The DOJ’s inspector general is now questioning what the agency has to show after 13 years of upgrading its law enforcement radios and spending $356 million. The Obama administration even wants to cancel the program.

Implications for the Washington State Patrol are unclear. The program has already been shelved nationally, and one state lawmaker questions whether it can survive.  According to the Tacoma News Tribune, Rep. Reuven Carlyle, a Seattle Democrat, believes it is likely the feds will cancel the program — or offer the network to the state to maintain. The WSP admits that possibility.

The Department of Justice now has decided not to expand its law enforcement radio network because the design might not handle “significant advances in new technologies.” That's exactly what the critics were saying to the WSP while the DOJ was quietly abandoning the project.

What did the DOJ know concerning such problems when they persuaded our state lawmakers to come on board? The Washington Attorney General’s office needs to look into various causes of action against the federal government.

Just a few months after the WSP entered into the contract, the Inspector General warned that delays in the system are potentially jeopardizing the lives of law enforcement and emergency personnel and the public.
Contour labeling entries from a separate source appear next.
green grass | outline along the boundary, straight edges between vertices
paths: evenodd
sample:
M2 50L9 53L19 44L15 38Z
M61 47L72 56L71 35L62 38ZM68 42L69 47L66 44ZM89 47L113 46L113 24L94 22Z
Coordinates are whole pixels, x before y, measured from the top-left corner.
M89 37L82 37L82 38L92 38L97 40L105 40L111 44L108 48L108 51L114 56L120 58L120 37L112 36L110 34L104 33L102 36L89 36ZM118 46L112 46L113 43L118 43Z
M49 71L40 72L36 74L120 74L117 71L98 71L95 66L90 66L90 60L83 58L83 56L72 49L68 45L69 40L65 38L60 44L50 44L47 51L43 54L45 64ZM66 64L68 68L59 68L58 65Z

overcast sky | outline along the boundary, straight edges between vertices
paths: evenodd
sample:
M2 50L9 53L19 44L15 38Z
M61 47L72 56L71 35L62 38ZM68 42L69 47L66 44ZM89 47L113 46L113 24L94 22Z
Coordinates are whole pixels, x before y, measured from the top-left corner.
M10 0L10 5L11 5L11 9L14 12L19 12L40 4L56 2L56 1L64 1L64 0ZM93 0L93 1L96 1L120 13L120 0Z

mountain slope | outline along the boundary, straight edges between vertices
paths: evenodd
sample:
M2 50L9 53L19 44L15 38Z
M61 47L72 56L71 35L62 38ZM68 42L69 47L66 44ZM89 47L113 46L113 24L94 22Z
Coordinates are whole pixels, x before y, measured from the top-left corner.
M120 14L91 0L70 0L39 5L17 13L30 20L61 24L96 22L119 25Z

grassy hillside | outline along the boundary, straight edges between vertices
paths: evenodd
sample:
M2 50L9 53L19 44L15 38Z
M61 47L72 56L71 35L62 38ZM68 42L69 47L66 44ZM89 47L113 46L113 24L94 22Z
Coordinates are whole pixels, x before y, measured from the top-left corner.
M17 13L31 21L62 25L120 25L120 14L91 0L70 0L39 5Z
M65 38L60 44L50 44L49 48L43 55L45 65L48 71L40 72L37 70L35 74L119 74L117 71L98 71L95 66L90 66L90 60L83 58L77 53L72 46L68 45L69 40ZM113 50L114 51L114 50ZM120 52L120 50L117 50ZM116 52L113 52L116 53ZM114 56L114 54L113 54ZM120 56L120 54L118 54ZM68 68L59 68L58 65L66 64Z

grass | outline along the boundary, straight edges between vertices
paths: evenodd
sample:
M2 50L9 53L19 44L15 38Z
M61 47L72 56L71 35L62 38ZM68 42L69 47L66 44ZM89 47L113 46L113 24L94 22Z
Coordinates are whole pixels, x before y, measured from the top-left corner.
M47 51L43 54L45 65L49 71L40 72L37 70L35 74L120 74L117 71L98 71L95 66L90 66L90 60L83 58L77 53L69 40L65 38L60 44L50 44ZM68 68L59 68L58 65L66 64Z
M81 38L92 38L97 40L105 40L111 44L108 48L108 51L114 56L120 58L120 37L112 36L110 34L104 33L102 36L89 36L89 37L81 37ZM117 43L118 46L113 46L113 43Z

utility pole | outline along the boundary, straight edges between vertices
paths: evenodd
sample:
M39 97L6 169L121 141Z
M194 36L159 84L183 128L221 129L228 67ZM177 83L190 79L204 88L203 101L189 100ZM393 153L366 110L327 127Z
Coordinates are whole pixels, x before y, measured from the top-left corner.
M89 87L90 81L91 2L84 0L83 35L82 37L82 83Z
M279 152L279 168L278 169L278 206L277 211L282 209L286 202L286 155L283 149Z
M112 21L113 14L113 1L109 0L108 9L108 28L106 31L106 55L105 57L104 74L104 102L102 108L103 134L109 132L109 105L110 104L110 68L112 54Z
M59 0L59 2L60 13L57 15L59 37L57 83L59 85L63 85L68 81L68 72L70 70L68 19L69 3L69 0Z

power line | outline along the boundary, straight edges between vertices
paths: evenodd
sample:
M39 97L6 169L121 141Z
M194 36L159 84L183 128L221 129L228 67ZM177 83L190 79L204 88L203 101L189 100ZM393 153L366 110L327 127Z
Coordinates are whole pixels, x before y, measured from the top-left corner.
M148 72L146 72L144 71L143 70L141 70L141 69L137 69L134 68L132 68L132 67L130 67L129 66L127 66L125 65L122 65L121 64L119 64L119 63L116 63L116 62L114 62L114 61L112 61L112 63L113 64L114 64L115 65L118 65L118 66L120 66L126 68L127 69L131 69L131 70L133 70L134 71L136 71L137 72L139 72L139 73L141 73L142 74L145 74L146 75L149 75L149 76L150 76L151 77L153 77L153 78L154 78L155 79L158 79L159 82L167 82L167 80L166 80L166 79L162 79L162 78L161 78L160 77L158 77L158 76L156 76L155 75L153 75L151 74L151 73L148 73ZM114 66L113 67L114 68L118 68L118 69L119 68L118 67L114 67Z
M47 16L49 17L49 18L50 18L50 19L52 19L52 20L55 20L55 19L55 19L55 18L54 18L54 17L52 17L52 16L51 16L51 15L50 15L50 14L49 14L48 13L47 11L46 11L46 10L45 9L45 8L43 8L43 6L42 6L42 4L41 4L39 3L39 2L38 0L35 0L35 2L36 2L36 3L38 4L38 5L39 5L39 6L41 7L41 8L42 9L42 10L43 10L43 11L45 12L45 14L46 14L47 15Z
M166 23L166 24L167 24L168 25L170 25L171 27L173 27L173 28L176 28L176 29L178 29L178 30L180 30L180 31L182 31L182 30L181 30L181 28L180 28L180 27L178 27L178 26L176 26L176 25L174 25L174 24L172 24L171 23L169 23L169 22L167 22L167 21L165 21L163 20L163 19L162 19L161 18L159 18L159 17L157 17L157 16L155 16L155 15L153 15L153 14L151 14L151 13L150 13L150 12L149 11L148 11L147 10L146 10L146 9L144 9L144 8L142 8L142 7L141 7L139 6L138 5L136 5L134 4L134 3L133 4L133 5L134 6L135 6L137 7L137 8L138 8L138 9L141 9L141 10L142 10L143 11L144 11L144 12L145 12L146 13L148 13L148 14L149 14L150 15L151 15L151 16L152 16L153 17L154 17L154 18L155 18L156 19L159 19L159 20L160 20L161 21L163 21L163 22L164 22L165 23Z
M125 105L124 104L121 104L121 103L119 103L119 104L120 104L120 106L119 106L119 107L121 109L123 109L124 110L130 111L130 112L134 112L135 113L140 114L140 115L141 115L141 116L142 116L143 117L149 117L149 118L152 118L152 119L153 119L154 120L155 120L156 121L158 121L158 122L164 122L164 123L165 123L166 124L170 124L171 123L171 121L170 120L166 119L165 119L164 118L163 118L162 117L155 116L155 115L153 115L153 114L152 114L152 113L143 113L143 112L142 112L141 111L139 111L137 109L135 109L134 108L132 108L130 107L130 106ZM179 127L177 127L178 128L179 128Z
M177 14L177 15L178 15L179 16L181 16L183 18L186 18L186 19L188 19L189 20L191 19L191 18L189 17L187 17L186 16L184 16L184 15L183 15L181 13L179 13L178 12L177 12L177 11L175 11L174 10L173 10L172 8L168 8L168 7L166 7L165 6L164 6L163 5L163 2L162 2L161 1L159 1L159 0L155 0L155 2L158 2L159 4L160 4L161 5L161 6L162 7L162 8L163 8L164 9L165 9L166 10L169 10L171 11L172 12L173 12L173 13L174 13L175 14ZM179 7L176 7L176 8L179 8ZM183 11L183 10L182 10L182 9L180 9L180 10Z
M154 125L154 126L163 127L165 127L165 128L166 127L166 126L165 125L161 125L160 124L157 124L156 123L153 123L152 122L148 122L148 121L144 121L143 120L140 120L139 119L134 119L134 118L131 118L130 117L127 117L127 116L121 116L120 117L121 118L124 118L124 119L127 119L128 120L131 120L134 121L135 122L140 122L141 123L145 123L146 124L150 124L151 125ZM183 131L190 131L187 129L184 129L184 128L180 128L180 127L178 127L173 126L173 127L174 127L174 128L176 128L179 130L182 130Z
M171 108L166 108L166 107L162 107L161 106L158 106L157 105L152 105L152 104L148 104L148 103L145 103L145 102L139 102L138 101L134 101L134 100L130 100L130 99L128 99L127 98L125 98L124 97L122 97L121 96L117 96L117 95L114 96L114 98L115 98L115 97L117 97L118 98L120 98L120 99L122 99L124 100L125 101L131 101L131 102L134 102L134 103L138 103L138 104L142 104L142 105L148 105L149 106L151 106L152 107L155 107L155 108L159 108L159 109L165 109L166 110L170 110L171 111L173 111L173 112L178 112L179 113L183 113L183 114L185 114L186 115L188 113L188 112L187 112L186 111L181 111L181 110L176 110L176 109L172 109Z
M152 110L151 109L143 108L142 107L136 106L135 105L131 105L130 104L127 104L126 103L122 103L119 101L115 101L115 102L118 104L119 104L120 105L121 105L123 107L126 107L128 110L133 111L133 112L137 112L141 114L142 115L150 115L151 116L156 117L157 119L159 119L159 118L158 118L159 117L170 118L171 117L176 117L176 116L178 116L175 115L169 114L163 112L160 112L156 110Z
The audit stated that it is impossible to determine the true cost of the Integrated Wireless Network.

The WSP is keeping an optimistic face on things, however, and apparently still claims that it saved some $12 million by linking to the federal radio network. Not surprisingly, the big spenders in Olympia minimized all the earlier objections and voted for the DOJ-Motorola proposals. Now some law enforcement agencies may have to retrofit or buy new radios to communicate with the Motorola system. The Department of Fish and Wildlife will have to purchase new radios at a cost of $1.5 million, but that does not include the other Motorola proprietary equipment and software that is required to make things work.

The state patrol is paying Motorola an average of $5,800 per radio for 2,400 radios. For agencies with less money to spend, replacing radios with Motorola equipment might not be necessary. That depends on whether Motorola is willing to let its competitors use Motorola technology. It all makes you wonder whether any of these problems developed because of something to do with state and national politics. I don’t know whether Motorola made campaign contributions that had anything to do with it, but I sure am glad that the Federal Way Police Department just said no to the federal government.